Wednesday, February 11, 2009

Chapter VII

Permit a humble supplicant to pose a question to the biologists of this outfit. In regards to warning calls, it was said the caller announcing his location to the predator by making noise isn't too much of a disadvantage. I would agree. Even if it is a disadvantage, it probably isn't so much of a disadvantage that the trait would be deselected. Callers rarely are killed as a result of their behaviour. Therefore, even if the behaviour isn't advantageous to the individual (while it is undoubtedly advantageous to the group) would not the trait still be passed down because it is not so disadvantageous as to warrant deselection - especially if it confers a general advantage to the whole?

Cannot this logic be applied to those species that produce sterile offspring? If giving birth to some sterile offspring does not destroy utterly the parent's prospects of reproductive success, since they may produce other offspring that are fertile, why should a variation with the tendency to produce some sterile offspring be wiped out of existence if producing sterile offspring does not hinder their fitness as an individual and enhances the fitness of the family or group?

I throw this question out into the void.

1 comment:

Dr. Fox said...

Hi David,

The question you're asking is essentially a quantitative, empirical one. It all comes down to just how disadvantageous the altruistic act is to the one who performs it, and how indirectly beneficial it is, via its beneficial effect on relatives (or members of the same group, if one is thinking in terms of group selection rather than kin selection).

A famous theoretical result in evolutionary biology, due to Bill Hamilton, is called Hamilton's Rule: altruism is favored by selection if and only if r > b/c, where r is the coefficient of relatedness of the altruist to the beneficiary, b is the fitness benefit of the altruistic act to the beneficiary, and c is the cost of the altruistic act to the individual performing it. Hamilton's Rule is the core of the idea of kin selection. Obviously, I'm glossing over a lot of technical details here, but the basic idea should be clear enough. Altruism is more likely to be favored by (kin) selection if relatedness of altruist and beneficiary is high (i.e. they're close kin), if the act is highly beneficial to the beneficiaries, and if the act is of low cost to the performer. In the limit of maximally-high relatedness (i.e. r=1; this is your relatedness to your identical twin), selection will favor any act for which the fitness benefits exceed the costs (which should make intuitive sense).

The other issue is that not all traits favored by selection necessarily increase in frequency if there are other factors at work. In particular, genetic drift (roughly speaking, random variation in the realized fitnesses of identical organisms) imparts an element of chance to the direction of evolution, especially in small populations. Put simply, if intrinsically-fit individuals are simply unlucky, their traits will not be passed on in future generations. Genetic drift is most important in small populations; in large populations bad luck and good luck tend to cancel out (to a precise extent that can be quantified mathematically).

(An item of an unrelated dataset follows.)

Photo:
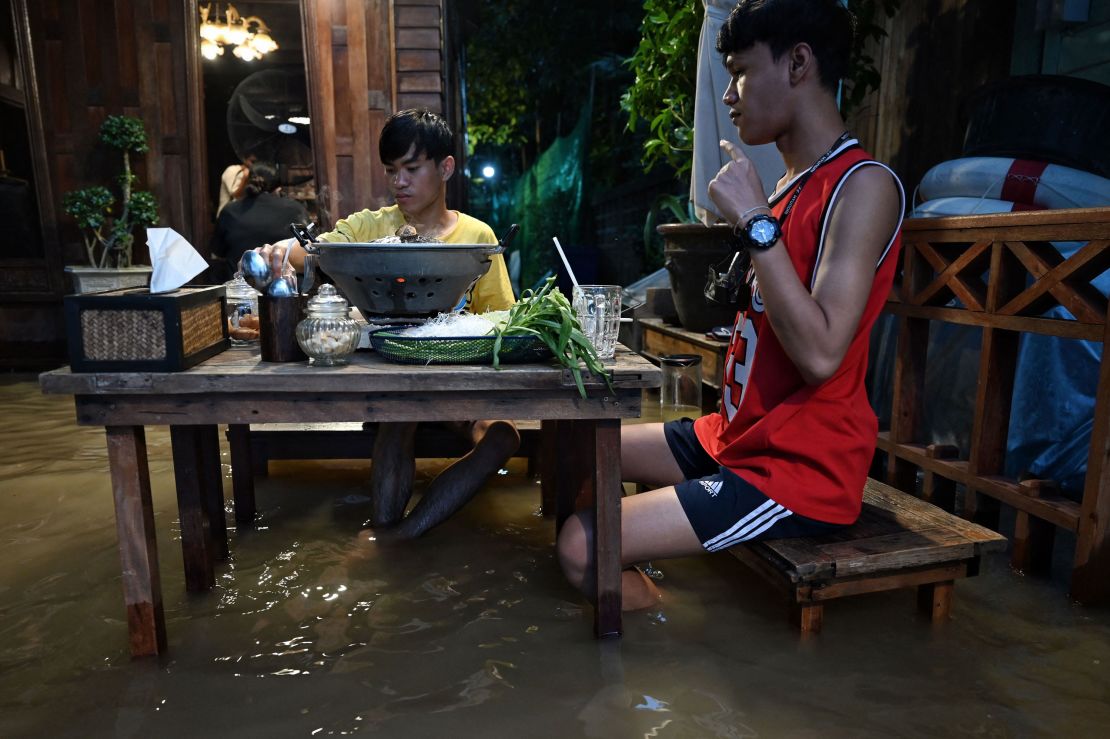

I raise the issue of drift because it gets to your suggestion that some altruistic acts might have such low costs as to be effectively cost-free, so that it's not at all surprising that they would evolve. How low the cost must be before an act is "effectively" cost-free is a function of population size. In a small population, the effect of genetic drift would be to swamp the weak selection disfavoring altruists who perform a low-cost act and favoring "selfish" individuals who don't. However, in a large population even tiny differences in fitness are "visible" to natural selection and will affect which traits increase in frequency and which decline.

If you go back to earlier chapters, you'll see that Darwin himself was aware that large populations create the optimal conditions for natural selection to act (in part for other reasons besides those noted above).

As an aside, I don't actually recall off the top of my head any specific studies on the risks taken by alarm callers. I'm merely sure such studies must exist, and that at least some of them likely reveal that giving an alarm call isn't necessarily as risky as it might appear (which doesn't mean it's risk free).